US cracks down on Tikrit rebels

FIGHTING RESISTANCE Soldiers on Thursday night searched houses and shops in the former president's hometown, detaining 13 people suspected of rebel attacks

REUTERS , TIKRIT, IRAQ

The mother of an Iraqi prisoner who has been in custody for six months holds his photograph while searching unsuccessfully for him outside the US-run penitentiary in the Baghdad suburb of Abu Ghraib on Thursday.

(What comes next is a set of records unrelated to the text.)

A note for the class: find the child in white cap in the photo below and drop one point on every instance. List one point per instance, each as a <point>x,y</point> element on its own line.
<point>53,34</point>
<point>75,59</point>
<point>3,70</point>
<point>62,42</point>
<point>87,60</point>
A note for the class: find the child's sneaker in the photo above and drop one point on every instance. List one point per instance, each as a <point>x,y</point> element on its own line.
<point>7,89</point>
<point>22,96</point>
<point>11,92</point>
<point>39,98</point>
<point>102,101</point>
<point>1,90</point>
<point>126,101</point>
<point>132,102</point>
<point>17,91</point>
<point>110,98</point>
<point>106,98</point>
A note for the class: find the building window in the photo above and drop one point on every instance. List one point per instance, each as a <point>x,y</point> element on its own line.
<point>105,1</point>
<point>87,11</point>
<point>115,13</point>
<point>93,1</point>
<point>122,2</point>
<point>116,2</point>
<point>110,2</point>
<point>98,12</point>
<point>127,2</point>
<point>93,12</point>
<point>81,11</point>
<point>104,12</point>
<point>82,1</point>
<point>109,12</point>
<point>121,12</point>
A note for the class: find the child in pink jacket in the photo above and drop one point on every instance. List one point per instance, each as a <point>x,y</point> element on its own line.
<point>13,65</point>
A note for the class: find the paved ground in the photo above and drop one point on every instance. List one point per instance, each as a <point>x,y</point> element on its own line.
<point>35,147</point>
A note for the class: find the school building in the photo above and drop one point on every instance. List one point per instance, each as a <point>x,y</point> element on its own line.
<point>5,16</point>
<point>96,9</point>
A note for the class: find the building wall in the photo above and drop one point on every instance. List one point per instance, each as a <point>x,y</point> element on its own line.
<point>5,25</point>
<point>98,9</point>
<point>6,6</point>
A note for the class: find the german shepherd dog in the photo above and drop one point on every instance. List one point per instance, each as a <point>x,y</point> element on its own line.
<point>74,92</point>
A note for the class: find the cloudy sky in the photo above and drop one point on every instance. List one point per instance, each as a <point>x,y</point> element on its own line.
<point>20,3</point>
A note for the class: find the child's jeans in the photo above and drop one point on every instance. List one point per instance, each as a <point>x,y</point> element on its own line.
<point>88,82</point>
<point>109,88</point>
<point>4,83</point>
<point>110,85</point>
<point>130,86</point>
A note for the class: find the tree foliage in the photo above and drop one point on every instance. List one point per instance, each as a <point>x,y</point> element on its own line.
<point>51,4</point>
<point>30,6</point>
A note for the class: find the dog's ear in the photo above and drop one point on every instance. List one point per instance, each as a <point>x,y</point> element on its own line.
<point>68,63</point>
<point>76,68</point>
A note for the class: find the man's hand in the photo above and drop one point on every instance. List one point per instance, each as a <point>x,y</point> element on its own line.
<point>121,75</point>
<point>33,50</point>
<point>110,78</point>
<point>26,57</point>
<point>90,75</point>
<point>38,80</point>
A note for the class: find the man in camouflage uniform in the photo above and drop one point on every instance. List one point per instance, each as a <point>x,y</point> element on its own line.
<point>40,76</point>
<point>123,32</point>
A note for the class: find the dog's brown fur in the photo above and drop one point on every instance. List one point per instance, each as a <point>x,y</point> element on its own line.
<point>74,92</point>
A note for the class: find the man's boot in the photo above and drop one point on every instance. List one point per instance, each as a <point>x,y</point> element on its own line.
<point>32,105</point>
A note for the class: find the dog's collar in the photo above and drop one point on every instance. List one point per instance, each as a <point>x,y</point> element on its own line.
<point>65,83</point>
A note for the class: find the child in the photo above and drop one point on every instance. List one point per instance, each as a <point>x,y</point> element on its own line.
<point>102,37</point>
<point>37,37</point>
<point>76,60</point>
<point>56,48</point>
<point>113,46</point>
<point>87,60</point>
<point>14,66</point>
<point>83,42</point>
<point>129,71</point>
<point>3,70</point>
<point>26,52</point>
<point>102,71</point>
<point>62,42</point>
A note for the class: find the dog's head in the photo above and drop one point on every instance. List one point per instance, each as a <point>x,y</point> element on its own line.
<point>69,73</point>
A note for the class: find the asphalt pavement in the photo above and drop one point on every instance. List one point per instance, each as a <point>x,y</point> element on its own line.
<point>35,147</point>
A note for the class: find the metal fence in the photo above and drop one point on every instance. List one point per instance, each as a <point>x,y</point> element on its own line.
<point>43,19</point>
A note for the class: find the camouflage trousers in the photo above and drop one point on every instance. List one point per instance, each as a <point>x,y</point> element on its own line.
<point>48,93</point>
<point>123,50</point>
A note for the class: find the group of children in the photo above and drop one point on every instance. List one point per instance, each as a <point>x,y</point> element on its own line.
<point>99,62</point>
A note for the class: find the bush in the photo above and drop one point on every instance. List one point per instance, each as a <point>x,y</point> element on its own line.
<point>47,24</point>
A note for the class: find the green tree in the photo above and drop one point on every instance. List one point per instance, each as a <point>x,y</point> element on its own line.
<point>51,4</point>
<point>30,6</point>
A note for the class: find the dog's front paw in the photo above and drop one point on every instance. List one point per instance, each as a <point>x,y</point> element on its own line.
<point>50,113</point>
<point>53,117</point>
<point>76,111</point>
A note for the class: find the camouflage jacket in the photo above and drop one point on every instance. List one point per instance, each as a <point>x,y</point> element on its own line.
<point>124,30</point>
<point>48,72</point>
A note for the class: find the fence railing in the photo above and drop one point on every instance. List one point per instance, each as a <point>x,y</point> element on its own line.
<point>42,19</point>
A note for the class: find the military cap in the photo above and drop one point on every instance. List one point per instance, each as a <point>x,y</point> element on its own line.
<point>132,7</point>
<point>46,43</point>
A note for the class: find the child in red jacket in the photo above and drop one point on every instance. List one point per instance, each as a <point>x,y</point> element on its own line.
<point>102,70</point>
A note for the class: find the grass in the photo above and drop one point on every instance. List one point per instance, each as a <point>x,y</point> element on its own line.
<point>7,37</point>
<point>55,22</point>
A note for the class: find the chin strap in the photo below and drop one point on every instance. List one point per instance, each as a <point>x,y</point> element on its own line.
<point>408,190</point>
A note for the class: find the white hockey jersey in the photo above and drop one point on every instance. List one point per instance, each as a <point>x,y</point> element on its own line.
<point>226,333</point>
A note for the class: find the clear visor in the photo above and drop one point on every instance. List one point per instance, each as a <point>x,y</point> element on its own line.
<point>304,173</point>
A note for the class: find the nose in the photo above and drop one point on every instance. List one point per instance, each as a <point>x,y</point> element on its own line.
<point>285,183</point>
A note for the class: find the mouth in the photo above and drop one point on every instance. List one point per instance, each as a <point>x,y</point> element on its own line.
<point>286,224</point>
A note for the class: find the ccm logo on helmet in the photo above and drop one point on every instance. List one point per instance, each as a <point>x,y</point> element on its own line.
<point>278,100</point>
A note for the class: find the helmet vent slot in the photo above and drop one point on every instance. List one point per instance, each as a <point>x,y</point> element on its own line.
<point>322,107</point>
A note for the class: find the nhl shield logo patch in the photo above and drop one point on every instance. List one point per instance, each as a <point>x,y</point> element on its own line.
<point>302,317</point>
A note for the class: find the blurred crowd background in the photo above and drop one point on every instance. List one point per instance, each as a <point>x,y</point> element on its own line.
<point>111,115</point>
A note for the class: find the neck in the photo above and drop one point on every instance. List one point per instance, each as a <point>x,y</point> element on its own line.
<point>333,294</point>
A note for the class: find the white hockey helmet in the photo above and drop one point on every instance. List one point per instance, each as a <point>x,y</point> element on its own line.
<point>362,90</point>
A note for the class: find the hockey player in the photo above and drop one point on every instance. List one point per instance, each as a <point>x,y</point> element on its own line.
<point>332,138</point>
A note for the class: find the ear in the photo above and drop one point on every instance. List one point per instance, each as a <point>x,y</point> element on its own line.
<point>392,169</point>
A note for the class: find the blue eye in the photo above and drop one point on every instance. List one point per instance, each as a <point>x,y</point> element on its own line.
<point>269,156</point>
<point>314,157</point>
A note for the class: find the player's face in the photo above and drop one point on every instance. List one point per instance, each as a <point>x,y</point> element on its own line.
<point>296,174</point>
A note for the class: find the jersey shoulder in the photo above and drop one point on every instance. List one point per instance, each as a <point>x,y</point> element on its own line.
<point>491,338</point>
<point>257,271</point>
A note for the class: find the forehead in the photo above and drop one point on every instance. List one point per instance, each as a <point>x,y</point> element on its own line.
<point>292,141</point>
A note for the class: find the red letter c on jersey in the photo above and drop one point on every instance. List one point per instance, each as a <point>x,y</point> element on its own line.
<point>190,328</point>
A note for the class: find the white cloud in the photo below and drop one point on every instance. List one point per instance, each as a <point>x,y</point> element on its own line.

US authorities released about 60 Iraqis from what was Saddam Hussein's most notorious prison on Thursday, a day after a new amnesty programme was announced.

PHOTO: REUTERS

US troops in Iraq raided houses and shops across Tikrit late on Thursday in an operation aimed at weeding out remaining resistance in the hometown of former Iraqi President Saddam Hussein.

Some 300 soldiers from the US Army's 4th Infantry Division burst into targeted properties across the town and detained 13 people suspected of involvement in attacks on forces occupying Iraq, their commanding officer said.

"It was a good night," Lieutenant-Colonel Steven Russell told reporters after the raids, which lasted for most of the hours of curfew in town between 11pm and 4am. "Tikrit will be a safer place tomorrow as a result."

The operation, targeting 20 houses and three shops, failed to catch five of the people included on a list of 18 suspects the army drew up on the basis of intelligence from Iraqi sources.

Using tank-like Bradley vehicles to seal off roads, and support from military aircraft, troops barged into houses to search for suspects and for weapons and other incriminating material.

Aside from a few AK-47 assault rifles, common in Iraq and not banned even under the US-led occupation, the soldiers found no arms caches.

They did discover in one property several wireless doorbell sets, items often used to detonate homemade bombs, which Iraqi insurgents have used to lethal effect against military vehicles.

In another house, soldiers discovered a stack of fake Iraqi police identity cards and computer equipment which had apparently been used to make them.

Suspects were hauled out of their houses, blindfolded and had their hands cuffed behind their backs with plastic bindings.

Most sat shivering in the chilly damp air while soldiers examined their identity papers.

One suspect managed to break free of his handcuffs and was quickly subdued by two infantrymen, who pushed his head down into the pavement.

They pulled from his hand a spiked knuckle duster, also known as brass knuckles, seen by reporters, which he had apparently taken from his pocket.

Russell, whose battalion is due soon to pull out of Iraq along with the rest of the division which controls a large chunk of northern Iraq, said earlier the raids were a "scrubbing" exercise for Tikrit.

"We're trying to get out the last remaining resistance in the city," he said, while conceding sporadic gun and bomb attacks against US forces in the area were likely to continue.